Dorel Faced ‘Weak’ Bike Markets in 2017
MONTREAL, Canada – Dorel Industries Inc reports in its yesterday published 2017 financial results to have been faced with “A continued weak global bike market”. This is troubling its subsidiaries Dorel Sports and Cycling Sports Group. Despite strong performances in Cycling Sports Group’s International business and at Caloi in the third quarter of 2017, its full year revenues dropped by close to 8%.
Listed Dorel Industries Inc, that next to Dorel Sports and Cycling Sports Group includes Dorel Home and Dorel Juvenile, saw a marginal drop of its revenues in 2017 to USD 2.58 billion, compared to USD 2.60 billion the previous year. The company’s net income however improved strongly to USD 30.6 million compared to a reported net loss of USD 11.6 million in 2016.
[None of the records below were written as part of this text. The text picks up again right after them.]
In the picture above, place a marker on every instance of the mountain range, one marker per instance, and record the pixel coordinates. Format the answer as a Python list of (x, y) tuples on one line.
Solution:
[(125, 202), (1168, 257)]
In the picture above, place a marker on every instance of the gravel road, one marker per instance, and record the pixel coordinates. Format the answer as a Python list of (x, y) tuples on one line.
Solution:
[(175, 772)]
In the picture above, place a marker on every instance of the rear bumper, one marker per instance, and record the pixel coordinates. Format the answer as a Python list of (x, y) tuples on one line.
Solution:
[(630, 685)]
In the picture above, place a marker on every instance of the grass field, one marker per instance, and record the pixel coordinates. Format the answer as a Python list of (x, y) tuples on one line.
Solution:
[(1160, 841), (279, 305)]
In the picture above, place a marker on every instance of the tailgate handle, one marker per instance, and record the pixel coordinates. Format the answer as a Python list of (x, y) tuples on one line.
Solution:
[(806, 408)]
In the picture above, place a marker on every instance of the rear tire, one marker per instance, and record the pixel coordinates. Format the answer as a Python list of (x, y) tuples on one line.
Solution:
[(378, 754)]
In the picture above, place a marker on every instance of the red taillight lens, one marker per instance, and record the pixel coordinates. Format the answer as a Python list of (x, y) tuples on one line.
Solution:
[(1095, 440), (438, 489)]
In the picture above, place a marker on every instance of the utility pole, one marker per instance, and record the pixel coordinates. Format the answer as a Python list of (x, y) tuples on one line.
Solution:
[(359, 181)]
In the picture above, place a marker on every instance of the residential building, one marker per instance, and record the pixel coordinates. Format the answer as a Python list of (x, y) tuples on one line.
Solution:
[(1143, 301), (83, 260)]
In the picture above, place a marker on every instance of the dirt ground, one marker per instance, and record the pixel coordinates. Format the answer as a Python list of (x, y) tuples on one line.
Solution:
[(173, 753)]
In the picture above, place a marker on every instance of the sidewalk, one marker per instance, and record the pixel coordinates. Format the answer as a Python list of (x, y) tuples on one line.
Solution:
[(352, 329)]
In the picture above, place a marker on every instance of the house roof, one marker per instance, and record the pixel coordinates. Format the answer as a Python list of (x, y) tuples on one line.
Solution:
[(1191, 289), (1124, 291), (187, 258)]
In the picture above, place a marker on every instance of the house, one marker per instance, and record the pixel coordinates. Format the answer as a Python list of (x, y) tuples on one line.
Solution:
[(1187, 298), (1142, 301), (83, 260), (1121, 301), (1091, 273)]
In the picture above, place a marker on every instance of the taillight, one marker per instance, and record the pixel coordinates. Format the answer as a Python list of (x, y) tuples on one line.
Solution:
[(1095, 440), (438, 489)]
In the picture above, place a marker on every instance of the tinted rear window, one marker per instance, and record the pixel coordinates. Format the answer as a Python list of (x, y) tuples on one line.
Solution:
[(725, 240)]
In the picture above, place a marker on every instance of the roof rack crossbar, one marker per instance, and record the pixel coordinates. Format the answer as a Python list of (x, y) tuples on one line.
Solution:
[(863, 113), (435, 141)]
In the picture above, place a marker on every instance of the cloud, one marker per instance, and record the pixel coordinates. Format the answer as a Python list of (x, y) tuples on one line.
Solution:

‘Dorel Sports bounced back’
Dorel Industries CEO, Martin Schwartz commented “Dorel Home posted excellent revenue and operating profit, with record on-line sales continuing to drive the segment. Dorel Juvenile is being transformed into a consumer-centric organization through a market-led business with a heavy emphasis on new products. We have the strongest product pipeline in years featuring exciting, innovative products planned to launch over the next 18 months. Dorel Juvenile has also made important progress in e-commerce, with each of its geographic markets projecting growth through 2018. Dorel Sports bounced back from a difficult third quarter despite continuing industry-wide weakness in the global bicycle market. Similar to Dorel Juvenile, Dorel Sports has developed an exciting line-up of new products to be launched through 2018,” concluded Schwartz.
Interesting is that CEO Schwartz did not mention anything on on-line sales and the possible transformation of Dorel Sports into a consumer-centric company. In particular as a rapidly growing on-line sales in North America is harming the renowned brands badly. What’s also missing in Dorel’s financial report is any mentioning of e-bikes; currently the business driver, particularly in the company’s European markets.
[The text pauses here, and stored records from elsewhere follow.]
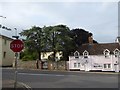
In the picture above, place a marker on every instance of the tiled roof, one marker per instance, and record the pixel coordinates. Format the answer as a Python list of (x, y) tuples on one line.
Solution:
[(97, 49)]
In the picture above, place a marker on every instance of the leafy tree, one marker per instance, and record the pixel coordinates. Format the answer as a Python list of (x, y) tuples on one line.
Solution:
[(80, 36), (33, 41)]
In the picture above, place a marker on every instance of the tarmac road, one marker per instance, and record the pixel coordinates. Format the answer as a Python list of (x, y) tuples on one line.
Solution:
[(62, 79)]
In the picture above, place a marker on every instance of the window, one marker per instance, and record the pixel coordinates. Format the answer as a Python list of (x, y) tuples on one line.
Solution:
[(105, 66), (85, 54), (106, 53), (78, 64), (4, 54), (76, 54), (109, 65), (75, 65), (116, 52)]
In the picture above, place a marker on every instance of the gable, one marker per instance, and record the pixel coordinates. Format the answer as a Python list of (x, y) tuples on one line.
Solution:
[(98, 49)]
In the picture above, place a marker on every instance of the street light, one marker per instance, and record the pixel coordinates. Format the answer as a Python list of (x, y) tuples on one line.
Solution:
[(2, 16)]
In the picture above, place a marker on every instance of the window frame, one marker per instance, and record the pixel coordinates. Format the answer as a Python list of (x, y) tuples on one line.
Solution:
[(75, 65), (76, 54), (85, 54), (116, 54), (106, 53)]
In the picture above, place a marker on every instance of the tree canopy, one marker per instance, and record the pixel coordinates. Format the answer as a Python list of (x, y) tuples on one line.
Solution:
[(54, 38)]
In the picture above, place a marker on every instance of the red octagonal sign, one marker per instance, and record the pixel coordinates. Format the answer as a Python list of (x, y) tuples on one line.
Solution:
[(16, 45)]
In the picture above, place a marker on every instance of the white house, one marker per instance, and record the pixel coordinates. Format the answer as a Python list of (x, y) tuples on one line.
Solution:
[(6, 55), (92, 57)]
‘Continued weak global bike market’
On Dorel Sports is reported that “Full year revenue decreased by 7.8%, to USD 865.4 million compared to USD 939.0 million a year ago. Organic revenue for the full year declined by approximately 11% when removing foreign exchange fluctuations and the change in Cycling Sports Group (CSG) International’s business model for which the revenue recognition transitioned from a licensing model to a distribution platform in the third quarter of 2016.”
Dorel’s financial report continues “Despite a continued weak global bike market, Dorel Sports grew its fourth quarter top line thanks to strong performances in CSG’s International business and at Caloi. The segment’s revenue improved considerably from the third quarter despite the continuing challenging global bicycle market, particularly in North America.
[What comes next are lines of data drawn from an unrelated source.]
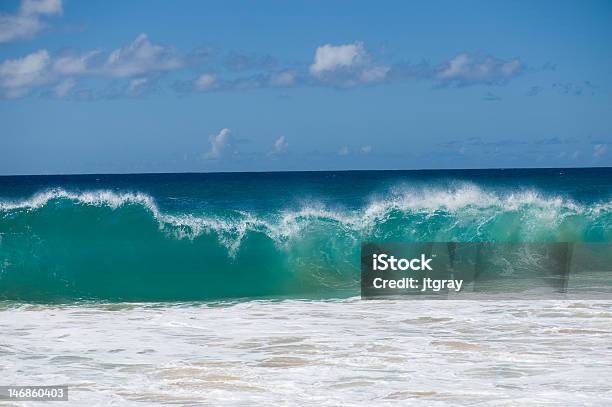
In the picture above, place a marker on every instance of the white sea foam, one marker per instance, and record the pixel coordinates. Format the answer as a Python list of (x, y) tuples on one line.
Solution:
[(315, 353), (464, 203)]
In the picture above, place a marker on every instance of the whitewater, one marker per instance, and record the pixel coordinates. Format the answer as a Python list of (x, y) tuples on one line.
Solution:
[(243, 289)]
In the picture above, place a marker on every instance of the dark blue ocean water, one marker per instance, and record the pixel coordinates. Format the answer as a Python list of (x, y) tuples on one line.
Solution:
[(185, 236)]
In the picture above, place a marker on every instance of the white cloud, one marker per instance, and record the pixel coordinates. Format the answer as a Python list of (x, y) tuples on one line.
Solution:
[(26, 23), (374, 74), (469, 69), (600, 150), (218, 143), (73, 64), (205, 82), (329, 58), (61, 89), (18, 75), (43, 7), (282, 79), (139, 57), (137, 86), (280, 146)]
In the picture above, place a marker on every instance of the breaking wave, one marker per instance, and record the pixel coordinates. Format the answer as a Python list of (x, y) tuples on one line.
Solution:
[(102, 244)]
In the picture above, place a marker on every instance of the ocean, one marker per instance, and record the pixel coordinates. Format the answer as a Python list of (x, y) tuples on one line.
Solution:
[(242, 288)]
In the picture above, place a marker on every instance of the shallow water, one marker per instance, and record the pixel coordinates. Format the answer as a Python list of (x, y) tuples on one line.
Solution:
[(341, 352)]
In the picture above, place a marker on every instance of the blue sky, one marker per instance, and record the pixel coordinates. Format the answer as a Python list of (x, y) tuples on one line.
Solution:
[(172, 86)]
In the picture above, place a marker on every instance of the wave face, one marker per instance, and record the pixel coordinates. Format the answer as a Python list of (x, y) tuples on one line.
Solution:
[(64, 244)]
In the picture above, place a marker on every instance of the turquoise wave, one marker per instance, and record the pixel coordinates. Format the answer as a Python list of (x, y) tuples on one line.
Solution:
[(60, 245)]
“Sales in CSG decreased slightly due to the competitive environment and a generally soft industry globally at independent bicycle dealers. Caloi improved its top line due to the on-going stabilization of the Brazilian economy, combined with the success of new product launches of the Caloi and Cannondale brands in Brazil. Inventory remains in a healthy position, finishing the fourth quarter with the lowest level in two years.”
Loss turned into profit
Dorel Sports further reports a 2017 operating profit of USD 24.8 million. In 2016 there was still an operating loss of USD 33.9 million. The company states on this turn around “For the year, the change in adjusted operating profit is explained by lower revenue, partly offset by improved adjusted gross profit which increased by 100 basis points to 22.4%. This is due to continued inventory management improvement in terms of product mix and pricing actions in key markets.”